Op-ed by nuclear physicist on climate change: questions for "skeptics"
John P. Holdren, an MIT and Stanford-trained nuclear physicist who is professor at Harvard’s Kennedy School of Government and the Department of Earth and Planetary Sciences and director of Harvard’s Woods Hole Research Center, former President and Chairman of the American Association for the Advancement of Science (AAAS), and consultant for the past 35 years at the Magnetic Fusion Energy Division of Lawrence Livermore National Laboratory [yes, this is an appeal to authority] had a short but interesting op-ed in the August 4 Boston Globe.
I think he’s trying to be sensitive, but Holdren may come off a bit arrogant; he’s certainly insensitive to those who are concerned that government may bungle any climate “solution”. Given his technical knowledge and experience, I hope readers will understand where he’s coming from and encourage them to read the whole thing – which really isn’t too long.
But since I have you here, allow me to quote liberally:
skeptics about [climate change] tend to move, over time, through three stages. First, they tell you you’re wrong and they can prove it. (In this case, “Climate isn’t changing in unusual ways or, if it is, human activities are not the cause.”)
Then they tell you you’re right but it doesn’t matter. (“OK, it’s changing and humans are playing a role, but it won’t do much harm.”) Finally, they tell you it matters but it’s too late to do anything about it. (“Yes, climate disruption is going to do some real damage, but it’s too late, too difficult, or too costly to avoid that, so we’ll just have to hunker down and suffer.”) …
The few with credentials in climate-change science have nearly all shifted in the past few years from the first category to the second, however, and jumps from the second to the third are becoming more frequent.
Their arguments, such as they are, suffer from two huge deficiencies.

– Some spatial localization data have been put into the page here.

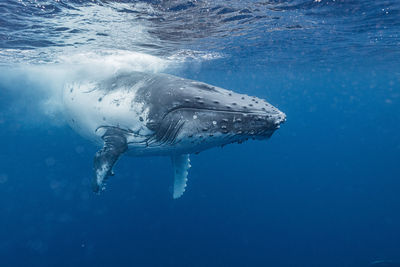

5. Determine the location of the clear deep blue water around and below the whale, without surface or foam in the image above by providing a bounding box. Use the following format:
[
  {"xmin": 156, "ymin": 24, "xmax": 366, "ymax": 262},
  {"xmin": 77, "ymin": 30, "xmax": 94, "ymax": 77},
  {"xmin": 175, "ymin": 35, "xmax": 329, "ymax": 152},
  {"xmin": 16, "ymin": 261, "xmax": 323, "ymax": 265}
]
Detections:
[{"xmin": 0, "ymin": 65, "xmax": 400, "ymax": 266}]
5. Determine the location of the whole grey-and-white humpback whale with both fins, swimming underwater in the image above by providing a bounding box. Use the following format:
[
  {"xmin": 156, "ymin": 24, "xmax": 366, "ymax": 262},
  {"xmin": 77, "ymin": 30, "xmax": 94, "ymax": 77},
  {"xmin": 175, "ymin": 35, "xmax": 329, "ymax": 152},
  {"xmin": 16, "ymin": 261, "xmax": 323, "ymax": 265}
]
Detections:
[{"xmin": 63, "ymin": 72, "xmax": 286, "ymax": 198}]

First, they have not come up with any plausible alternative culprit for the disruption of global climate that is being observed, for example, a culprit other than the greenhouse-gas buildups in the atmosphere that have been measured and tied beyond doubt to human activities. (The argument that variations in the sun’s output might be responsible fails a number of elementary scientific tests.)
Second, having not succeeded in finding an alternative, they haven’t even tried to do what would be logically necessary if they had one, which is to explain how it can be that everything modern science tells us about the interactions of greenhouse gases with energy flow in the atmosphere is wrong.

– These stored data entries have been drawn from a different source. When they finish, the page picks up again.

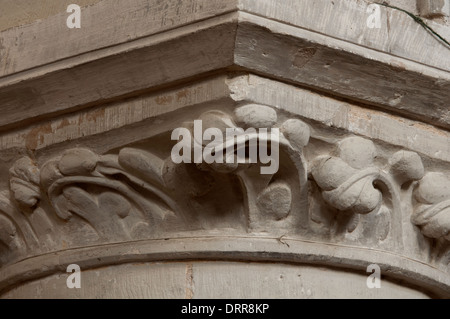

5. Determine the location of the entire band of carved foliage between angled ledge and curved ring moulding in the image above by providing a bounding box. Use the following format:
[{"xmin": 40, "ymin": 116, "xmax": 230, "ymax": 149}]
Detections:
[{"xmin": 0, "ymin": 103, "xmax": 450, "ymax": 295}]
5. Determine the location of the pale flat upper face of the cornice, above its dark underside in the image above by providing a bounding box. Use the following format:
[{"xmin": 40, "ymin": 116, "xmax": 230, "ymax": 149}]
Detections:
[{"xmin": 0, "ymin": 0, "xmax": 450, "ymax": 78}]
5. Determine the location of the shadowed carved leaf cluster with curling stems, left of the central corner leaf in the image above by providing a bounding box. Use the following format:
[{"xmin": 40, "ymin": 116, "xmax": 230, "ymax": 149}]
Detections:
[{"xmin": 41, "ymin": 148, "xmax": 176, "ymax": 240}]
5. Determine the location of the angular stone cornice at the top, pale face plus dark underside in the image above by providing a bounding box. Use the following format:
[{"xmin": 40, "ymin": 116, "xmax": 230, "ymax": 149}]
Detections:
[{"xmin": 0, "ymin": 0, "xmax": 450, "ymax": 129}]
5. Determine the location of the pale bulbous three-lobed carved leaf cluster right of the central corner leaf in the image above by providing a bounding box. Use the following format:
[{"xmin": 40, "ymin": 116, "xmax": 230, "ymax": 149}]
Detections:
[{"xmin": 312, "ymin": 137, "xmax": 424, "ymax": 238}]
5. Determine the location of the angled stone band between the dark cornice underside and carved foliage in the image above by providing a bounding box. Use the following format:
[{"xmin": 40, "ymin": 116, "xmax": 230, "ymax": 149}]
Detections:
[{"xmin": 0, "ymin": 73, "xmax": 450, "ymax": 163}]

Members of the public who are tempted to be swayed by the denier fringe should ask themselves how it is possible, if human-caused climate change is just a hoax, that:
US polls indicate that most of the amateur skeptics are Republicans. These Republican skeptics should wonder how presidential candidate John McCain could have been taken in. He has castigated the Bush administration for wasting eight years in inaction on climate change, and the policies he says he would implement as president include early and deep cuts in US greenhouse-gas emissions. …

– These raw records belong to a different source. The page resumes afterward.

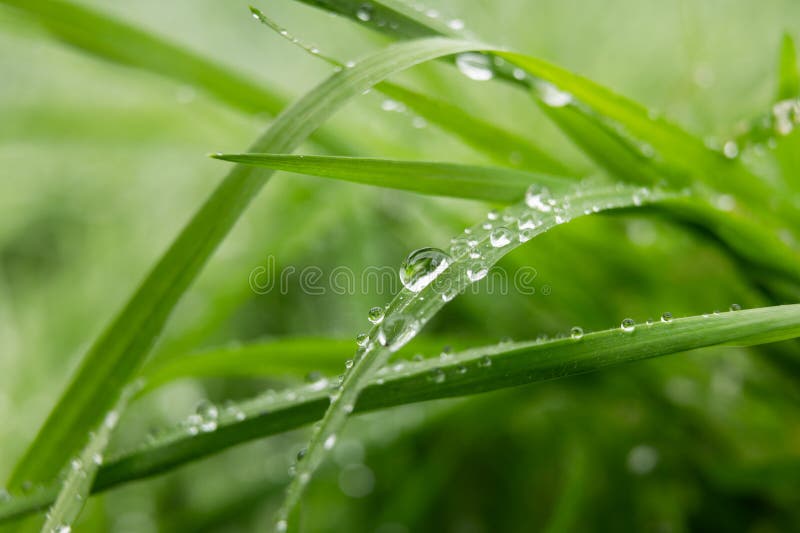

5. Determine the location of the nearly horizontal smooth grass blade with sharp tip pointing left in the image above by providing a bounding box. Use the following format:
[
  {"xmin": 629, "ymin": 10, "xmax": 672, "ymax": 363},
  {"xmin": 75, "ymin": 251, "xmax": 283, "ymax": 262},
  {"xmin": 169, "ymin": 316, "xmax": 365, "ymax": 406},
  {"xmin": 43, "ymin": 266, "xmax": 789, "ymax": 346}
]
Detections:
[{"xmin": 206, "ymin": 154, "xmax": 574, "ymax": 203}]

The extent of unfounded skepticism about the disruption of global climate by human-produced greenhouse gases is not just regrettable, it is dangerous. It has delayed – and continues to delay – the development of the political consensus that will be needed if society is to embrace remedies commensurate with the challenge. The science of climate change is telling us that we need to get going. Those who still think this is all a mistake or a hoax need to think again.
(emphasis added)
Holdren is focussed on arguments regarding science, and so fails to address questions as to the efficacy of proposed solutions involving government action, which questions are of course important.
Although Austrian and libertarian observers may have very useful things to add to the policy discussion, it seems fair to say that, except for a few such as Jonathan Adler, Gene Callahan, Edwin Dolan, Sheldon Richman and Bruce Yandle, many have preferred not to discuss policy but to focus either on climate science or on the motives of those self-deluded religious, fascist creeps who think that there may be a problem.
While concerns about science and motives are perfectly legitimate, let me add a few points that Austrian “skeptics” ought to consider:
– Austrians tend to view “environmental” problems not as harms to a disembodied “environment”, but as real problems involving conflicts in individual/firm plan formation that arise because of a lack or clear or enforceable property rights in particular resources or large information, transaction or enforcement costs that make contracting difficult.
– Are there clear or enforceable property rights with respect to emissions of GHGs, or the atmosphere or climate more generally?
– Is private contracting a practical way for individuals and firms with differing preferences as to climate or GHG emissions to meaningfully express such preferences?
– What lessons does history teach us about the exploitation of open-access resources that are not protected by accepted rules among the relevant community of users? If there are problems with such resources, how have such problems been addressed in the past, with what degree of efficacy?